How do you pay for a dream?
As a 10-year-old growing up in Vietnam, Nghiem Dang set his sights on working in health care so he could help his country’s sick and poor.
His family moved to Canada in 1979, and now he’s looking forward to the day when he retires, moves to Asia and brings his dream to life — something he wouldn’t have envisioned if he hadn’t attended Athabasca University.
“Because of my work and home commitments, I could never have gone back to school without distance education,” explains Dang, who graduated with his Master of Nursing (Advanced Nurse Practitioner) degree in 2012 and currently works as a nurse at the Kingston Penitentiary in Ontario.
“While the story is uniquely his, the sentiment is not. Most AU alumni can readily find the words to finish a sentence that starts with “AU made it possible for me to….” and because they appreciate the impact of the university on their lives, they’ve been inspired to donate to AU.
“Dang says he can’t thank AU enough for the “wonderful opportunity” to continue his education. He wants others to have the same opportunity, so he donates monthly to student awards through the Faculty of Health Disciplines Caring for the Future campaign (part of the university-wide Open Our World campaign).
“I got so much out of my learning with AU”
“Christina Schmolke also donates monthly and sees it as a “micro-financing” investment in her future peers. She graduated from the Master of Counselling (Counselling Psychology) program in 2009, a milestone on her journey to becoming a registered psychologist.
“Appreciating the financial struggles of students, especially mature students and those with families, Schmolke sees her donation as a way to ease their financial stress and make it possible for them to follow their career trajectory.
“Social justice is a guiding value in my life,” she says. “If all alumni give a small amount, the total (available for scholarships) can be substantial — and someone who has the aptitude, but not necessarily the financial resources, will have a chance to go to AU.”
“I got so much out of my learning with AU,” adds Renée Anderson, a 2008 graduate of the Master of Nursing (Generalist) program and a respected nursing lecturer at Thompson Rivers University who received two awards for teaching excellence in 2012. “The level of learning I was exposed to has made me a better teacher…. It’s hard to describe, but I’m not the same person I was when I start-ed at AU. My classmates and I are different teachers and nurses now because we think differently.”

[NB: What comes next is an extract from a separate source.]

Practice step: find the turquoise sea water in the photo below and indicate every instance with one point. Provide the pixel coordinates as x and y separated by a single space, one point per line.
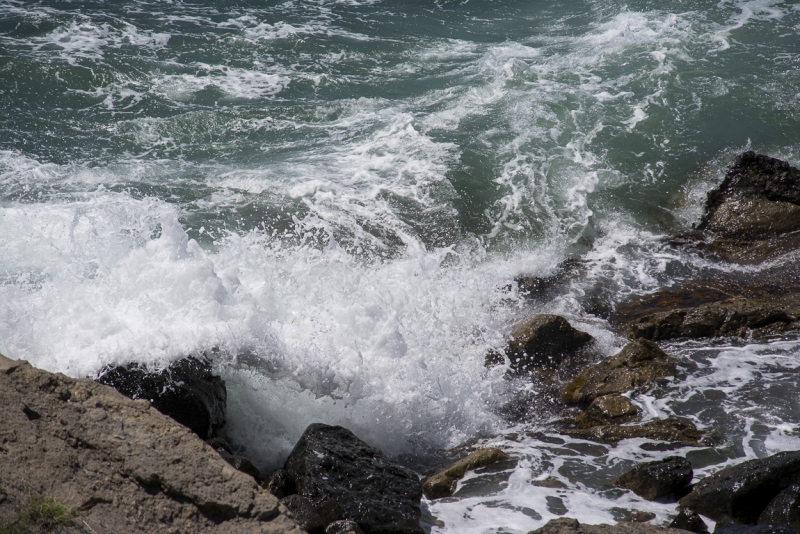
334 195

“The quality of her AU experience made it easy for her to give. “I got way more out of my education than I ever thought possible. Giving back is just the right thing to do.
“Nghiem Dang agrees wholeheartedly. “My donation is very little compared to what AU has given me. Without AU, I couldn’t fulfill my dreams. I feel an obligation and a responsibility to give something back, so AU can help other students.“AU has no need to thank me for what I give. I thank AU.”